Une occasion inédite de comprendre l’urgence de réorienter notre économie financiarisée vers l’économie réelle.
Parce que l’ESG est un gage de résilience aux crises…
Les entreprises performantes sur les critères Environnementaux, Sociaux et de Gouvernance (ESG) font partie de celles qui ont le moins chuté en Bourse. Les fonds durables et ISR résistent mieux à un choc de volatilité car les investisseurs considèrent qu’ils sont composés d’entreprises plus robustes. Les politiques d’engagement à long terme et la confiance accordée à ces entreprises au sein des portefeuilles boursiers permettent de mieux résister en temps de crise.
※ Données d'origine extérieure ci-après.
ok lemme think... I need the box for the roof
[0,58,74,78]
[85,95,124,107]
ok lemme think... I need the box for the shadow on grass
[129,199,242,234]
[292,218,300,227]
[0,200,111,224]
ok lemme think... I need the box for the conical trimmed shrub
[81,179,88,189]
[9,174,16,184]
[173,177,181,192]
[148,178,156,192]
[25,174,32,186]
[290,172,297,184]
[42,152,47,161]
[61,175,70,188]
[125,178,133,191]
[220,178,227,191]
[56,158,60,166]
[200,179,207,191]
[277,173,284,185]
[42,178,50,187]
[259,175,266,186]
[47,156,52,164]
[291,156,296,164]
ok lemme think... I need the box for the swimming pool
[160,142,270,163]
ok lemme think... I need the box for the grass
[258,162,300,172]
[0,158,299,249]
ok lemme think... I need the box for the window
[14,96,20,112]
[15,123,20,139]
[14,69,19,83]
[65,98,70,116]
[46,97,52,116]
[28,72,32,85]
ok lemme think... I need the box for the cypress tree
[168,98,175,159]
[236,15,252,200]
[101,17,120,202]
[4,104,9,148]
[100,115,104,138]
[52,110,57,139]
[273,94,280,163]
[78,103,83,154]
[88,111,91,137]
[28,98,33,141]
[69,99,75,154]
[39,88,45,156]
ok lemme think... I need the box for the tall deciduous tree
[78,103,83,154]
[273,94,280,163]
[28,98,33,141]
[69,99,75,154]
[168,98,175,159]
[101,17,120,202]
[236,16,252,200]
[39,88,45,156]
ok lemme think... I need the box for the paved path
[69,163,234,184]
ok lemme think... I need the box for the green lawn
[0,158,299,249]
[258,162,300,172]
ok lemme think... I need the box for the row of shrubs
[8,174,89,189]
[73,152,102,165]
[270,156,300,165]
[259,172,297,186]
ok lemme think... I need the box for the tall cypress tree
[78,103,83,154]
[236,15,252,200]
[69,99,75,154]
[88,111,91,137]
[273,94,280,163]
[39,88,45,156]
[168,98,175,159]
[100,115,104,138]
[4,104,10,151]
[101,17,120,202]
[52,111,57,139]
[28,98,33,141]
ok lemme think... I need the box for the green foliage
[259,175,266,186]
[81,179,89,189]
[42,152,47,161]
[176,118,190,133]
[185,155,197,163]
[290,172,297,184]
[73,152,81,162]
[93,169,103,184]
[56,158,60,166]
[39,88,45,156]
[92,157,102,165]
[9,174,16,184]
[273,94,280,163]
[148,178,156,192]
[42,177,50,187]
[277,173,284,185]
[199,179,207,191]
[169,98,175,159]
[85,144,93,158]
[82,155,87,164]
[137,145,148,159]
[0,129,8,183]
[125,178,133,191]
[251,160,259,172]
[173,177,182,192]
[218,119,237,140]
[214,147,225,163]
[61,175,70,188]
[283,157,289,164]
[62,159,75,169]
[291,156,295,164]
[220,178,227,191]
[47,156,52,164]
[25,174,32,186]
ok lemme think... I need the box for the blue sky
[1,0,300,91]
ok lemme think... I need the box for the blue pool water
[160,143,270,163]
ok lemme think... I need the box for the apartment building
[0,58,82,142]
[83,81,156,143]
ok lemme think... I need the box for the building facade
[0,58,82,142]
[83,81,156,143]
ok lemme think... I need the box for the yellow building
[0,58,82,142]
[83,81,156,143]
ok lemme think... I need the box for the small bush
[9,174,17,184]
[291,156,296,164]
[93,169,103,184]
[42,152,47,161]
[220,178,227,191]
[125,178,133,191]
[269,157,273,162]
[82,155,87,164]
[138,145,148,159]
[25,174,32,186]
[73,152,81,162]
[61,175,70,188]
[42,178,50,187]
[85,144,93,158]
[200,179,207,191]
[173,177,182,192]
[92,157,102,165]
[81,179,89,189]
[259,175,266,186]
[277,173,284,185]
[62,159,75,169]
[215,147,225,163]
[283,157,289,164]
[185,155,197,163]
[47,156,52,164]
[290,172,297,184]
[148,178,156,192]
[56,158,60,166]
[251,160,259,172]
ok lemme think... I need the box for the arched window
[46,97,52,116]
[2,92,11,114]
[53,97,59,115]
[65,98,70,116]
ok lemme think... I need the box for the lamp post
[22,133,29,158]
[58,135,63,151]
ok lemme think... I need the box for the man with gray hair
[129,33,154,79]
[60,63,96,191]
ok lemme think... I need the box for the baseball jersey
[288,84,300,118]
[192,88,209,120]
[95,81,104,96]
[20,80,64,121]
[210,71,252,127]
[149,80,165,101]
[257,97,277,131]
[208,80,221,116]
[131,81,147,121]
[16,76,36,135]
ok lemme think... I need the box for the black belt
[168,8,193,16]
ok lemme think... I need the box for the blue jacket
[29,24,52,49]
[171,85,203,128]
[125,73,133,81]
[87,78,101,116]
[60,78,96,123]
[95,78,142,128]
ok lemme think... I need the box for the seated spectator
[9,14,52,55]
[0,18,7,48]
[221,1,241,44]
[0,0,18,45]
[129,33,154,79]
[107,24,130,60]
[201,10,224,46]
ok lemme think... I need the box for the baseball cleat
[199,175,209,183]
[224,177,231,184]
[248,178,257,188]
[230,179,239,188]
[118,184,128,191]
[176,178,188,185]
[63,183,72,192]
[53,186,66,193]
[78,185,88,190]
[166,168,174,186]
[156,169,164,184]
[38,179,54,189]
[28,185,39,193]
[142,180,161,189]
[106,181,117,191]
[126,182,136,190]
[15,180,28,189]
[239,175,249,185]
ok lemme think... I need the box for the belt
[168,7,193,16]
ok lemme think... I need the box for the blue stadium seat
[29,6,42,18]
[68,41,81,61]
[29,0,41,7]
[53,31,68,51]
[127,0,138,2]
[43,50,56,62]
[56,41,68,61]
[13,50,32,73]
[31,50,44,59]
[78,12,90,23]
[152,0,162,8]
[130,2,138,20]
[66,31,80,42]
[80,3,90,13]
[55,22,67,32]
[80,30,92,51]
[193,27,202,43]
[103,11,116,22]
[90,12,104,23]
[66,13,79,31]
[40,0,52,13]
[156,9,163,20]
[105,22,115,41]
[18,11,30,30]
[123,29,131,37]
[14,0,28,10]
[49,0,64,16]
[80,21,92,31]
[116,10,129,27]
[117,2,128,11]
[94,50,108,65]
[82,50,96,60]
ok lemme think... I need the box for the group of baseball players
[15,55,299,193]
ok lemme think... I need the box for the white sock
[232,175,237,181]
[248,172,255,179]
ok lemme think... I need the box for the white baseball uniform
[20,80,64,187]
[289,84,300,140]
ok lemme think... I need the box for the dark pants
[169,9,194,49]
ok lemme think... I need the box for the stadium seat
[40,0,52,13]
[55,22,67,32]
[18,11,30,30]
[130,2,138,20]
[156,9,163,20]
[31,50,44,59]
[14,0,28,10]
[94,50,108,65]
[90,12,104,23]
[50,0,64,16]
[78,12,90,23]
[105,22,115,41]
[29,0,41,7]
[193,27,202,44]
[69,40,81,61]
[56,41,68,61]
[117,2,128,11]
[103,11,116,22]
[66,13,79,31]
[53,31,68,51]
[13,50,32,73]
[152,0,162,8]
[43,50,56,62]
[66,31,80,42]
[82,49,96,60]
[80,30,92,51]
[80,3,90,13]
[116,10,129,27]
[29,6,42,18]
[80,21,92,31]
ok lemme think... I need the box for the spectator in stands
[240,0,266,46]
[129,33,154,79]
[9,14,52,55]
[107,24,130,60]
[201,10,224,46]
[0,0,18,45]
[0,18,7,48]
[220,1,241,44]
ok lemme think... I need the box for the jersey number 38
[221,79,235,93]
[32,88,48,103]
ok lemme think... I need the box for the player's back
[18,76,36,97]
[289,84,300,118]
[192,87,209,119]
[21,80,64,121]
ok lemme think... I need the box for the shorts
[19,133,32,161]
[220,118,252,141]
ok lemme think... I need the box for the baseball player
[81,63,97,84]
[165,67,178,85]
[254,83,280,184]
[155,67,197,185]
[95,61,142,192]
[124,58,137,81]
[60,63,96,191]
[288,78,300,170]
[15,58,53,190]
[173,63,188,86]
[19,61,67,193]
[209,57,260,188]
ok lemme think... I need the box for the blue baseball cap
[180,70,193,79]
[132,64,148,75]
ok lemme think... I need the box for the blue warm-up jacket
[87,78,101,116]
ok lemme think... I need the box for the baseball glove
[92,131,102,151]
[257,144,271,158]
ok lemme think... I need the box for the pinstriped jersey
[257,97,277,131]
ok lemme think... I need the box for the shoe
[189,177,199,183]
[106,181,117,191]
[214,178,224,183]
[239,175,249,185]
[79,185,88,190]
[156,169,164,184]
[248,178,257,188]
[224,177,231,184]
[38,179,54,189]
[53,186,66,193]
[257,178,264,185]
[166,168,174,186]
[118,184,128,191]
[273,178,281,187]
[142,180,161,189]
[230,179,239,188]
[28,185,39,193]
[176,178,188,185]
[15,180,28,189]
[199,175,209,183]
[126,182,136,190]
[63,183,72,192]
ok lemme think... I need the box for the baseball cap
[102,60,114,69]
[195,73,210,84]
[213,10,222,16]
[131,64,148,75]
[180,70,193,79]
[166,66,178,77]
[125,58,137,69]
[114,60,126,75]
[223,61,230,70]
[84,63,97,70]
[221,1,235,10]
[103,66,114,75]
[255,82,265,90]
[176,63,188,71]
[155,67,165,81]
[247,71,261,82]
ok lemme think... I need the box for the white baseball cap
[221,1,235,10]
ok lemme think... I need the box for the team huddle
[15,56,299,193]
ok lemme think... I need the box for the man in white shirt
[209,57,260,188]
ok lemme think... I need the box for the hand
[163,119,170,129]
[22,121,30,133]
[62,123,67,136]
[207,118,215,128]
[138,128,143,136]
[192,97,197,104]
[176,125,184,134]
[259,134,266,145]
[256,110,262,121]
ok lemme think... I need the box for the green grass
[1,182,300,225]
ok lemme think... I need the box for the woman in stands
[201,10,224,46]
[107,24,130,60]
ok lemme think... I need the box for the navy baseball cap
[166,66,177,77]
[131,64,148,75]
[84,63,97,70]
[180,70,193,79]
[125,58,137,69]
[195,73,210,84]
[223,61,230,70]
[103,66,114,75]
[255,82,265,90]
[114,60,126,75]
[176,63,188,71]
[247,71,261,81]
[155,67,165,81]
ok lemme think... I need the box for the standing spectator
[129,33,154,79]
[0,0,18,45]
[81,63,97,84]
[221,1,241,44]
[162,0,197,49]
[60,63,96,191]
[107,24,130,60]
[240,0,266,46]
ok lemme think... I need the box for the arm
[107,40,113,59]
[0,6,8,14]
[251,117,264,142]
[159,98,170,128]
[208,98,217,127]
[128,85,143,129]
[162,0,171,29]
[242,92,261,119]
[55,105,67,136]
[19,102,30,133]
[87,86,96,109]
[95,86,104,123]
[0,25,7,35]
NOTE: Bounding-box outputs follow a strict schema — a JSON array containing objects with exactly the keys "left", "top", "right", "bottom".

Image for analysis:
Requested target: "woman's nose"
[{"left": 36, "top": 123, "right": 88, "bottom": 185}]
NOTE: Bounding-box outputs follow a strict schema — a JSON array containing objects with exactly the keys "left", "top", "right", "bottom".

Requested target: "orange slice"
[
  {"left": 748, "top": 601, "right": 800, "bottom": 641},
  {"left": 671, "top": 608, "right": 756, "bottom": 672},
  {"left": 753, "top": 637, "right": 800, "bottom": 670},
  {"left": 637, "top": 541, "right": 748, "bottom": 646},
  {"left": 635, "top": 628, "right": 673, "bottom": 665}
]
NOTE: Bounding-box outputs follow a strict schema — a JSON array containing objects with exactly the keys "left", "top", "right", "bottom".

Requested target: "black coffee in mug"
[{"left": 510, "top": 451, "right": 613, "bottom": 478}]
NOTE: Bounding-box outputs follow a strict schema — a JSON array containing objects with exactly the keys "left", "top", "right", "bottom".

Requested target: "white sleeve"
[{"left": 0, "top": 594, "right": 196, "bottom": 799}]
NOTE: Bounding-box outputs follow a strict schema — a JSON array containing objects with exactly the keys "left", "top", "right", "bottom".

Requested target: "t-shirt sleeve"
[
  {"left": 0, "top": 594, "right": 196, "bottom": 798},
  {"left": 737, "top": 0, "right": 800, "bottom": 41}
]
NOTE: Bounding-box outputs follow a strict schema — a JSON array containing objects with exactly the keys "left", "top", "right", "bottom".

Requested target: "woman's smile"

A l’inverse, les entreprises considérées jusqu’à maintenant comme des fleurons boursiers ne résistent pas ou sont très exposées. Apple a perdu 500 milliards de dollars de capitalisation en trois semaines ! Dans le monde, ce sont 30 000 milliards de dollars de capitalisation qui se sont évaporés, dont 1000 milliards uniquement pour trois des géants de la Tech, Apple, Amazon et Microsoft. Ces entreprises sont donc des colosses aux pieds d’argile parce qu’on se demande finalement ce que leurs produits et leurs stratégies font pour le bien commun. Le fait d’être entré dans une stratégie purement basée sur le rendement actionnarial fait que ces entreprises sont aujourd’hui contraintes de satisfaire leurs actionnaires à court terme. Le seul fait d’annoncer des résultats en légère baisse ou des chiffres qui ne sont plus dans des standards aussi élevés affolent les investisseurs et démontrent finalement la fragilité d’un modèle de croissance financière infinie.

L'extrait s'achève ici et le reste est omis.